Du wirst darauf warten können, dass es noch mehr Schreiben werden. Die Rechnung dieser "Abzock"-Variante geht oft dadurch auf, wenn auf die Mahnungsempfänger der Druck durch immer teurer werdende Schreiben (vom selben Absender) immer mehr erhöht wird. Viele Mahnungesempfänger halten dem Druck dann nimmer Stand und zahlen, obwohl sie gar nicht müssten. Dumm für die dann noch obendrein, dass sie auch noch den Zuschlag zahlen, der sich durch die Folgeschreiben ergeben hatte. Dass, wenn die Grundrechnung schon keine Zahlungsverpflichtung nach sich zieht, dann auch der Aufschlag eigentlich nichts kostet, dürfte selbstredend sein.

In meinem Walliser Chalet ist ein Kamin.

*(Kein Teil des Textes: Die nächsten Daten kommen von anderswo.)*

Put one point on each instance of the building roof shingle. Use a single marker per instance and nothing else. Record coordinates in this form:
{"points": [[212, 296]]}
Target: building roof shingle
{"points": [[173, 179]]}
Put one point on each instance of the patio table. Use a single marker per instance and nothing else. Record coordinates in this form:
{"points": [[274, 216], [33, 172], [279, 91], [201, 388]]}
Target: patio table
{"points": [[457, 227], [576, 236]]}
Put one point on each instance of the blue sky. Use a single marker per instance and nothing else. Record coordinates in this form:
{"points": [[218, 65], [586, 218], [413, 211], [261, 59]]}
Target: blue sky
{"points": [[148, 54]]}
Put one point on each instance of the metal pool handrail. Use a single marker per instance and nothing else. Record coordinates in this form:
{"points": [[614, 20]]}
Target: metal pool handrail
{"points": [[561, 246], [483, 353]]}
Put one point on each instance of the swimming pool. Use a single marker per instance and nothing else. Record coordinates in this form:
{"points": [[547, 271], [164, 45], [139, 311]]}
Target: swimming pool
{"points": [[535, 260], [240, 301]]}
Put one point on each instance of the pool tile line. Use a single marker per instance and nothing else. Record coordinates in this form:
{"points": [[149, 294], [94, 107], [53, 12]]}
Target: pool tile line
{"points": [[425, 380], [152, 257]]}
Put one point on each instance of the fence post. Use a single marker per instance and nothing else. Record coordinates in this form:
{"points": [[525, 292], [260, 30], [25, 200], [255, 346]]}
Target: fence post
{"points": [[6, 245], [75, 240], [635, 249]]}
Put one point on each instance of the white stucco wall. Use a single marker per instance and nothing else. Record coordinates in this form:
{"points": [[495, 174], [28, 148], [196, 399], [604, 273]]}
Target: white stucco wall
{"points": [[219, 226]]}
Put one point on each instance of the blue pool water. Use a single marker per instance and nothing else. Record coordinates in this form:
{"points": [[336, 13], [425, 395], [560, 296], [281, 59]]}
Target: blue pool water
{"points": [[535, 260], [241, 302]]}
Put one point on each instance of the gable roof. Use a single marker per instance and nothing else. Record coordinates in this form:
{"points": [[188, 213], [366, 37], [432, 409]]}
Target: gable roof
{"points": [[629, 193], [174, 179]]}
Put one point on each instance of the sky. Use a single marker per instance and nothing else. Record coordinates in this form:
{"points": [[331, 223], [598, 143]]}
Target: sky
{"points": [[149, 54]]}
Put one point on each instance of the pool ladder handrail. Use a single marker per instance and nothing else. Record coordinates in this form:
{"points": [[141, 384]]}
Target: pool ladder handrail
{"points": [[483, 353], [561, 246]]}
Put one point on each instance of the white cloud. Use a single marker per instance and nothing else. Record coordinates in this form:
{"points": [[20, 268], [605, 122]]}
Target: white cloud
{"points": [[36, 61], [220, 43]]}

Solche Schreiben würden durch diesen gejagt werden.


----------



## Captain Picard (16 Mai 2010)

*AW: Allgemeine Frage: Gewinn-eintrag.de*

Die Mahnköter kläffen immer lauter nach diesem Schema:

>> Stories zum Schmunzeln


----------



## Tschigl (21 Mai 2010)

*AW: Allgemeine Frage: Gewinn-eintrag.de*

Hallo Zusammen

So nun kam Heute ein Schreiben,E.Mail mit dem Text Letzte Mahnung,ich denke das ist doch Gut wenn sie selber Schreiben letzte Mahnung.Ich warte schon auf die Nächste E.Mail was sie da Schreiben.
Mit den Beste Grüssen an Alle und einen Schönen Sommer


----------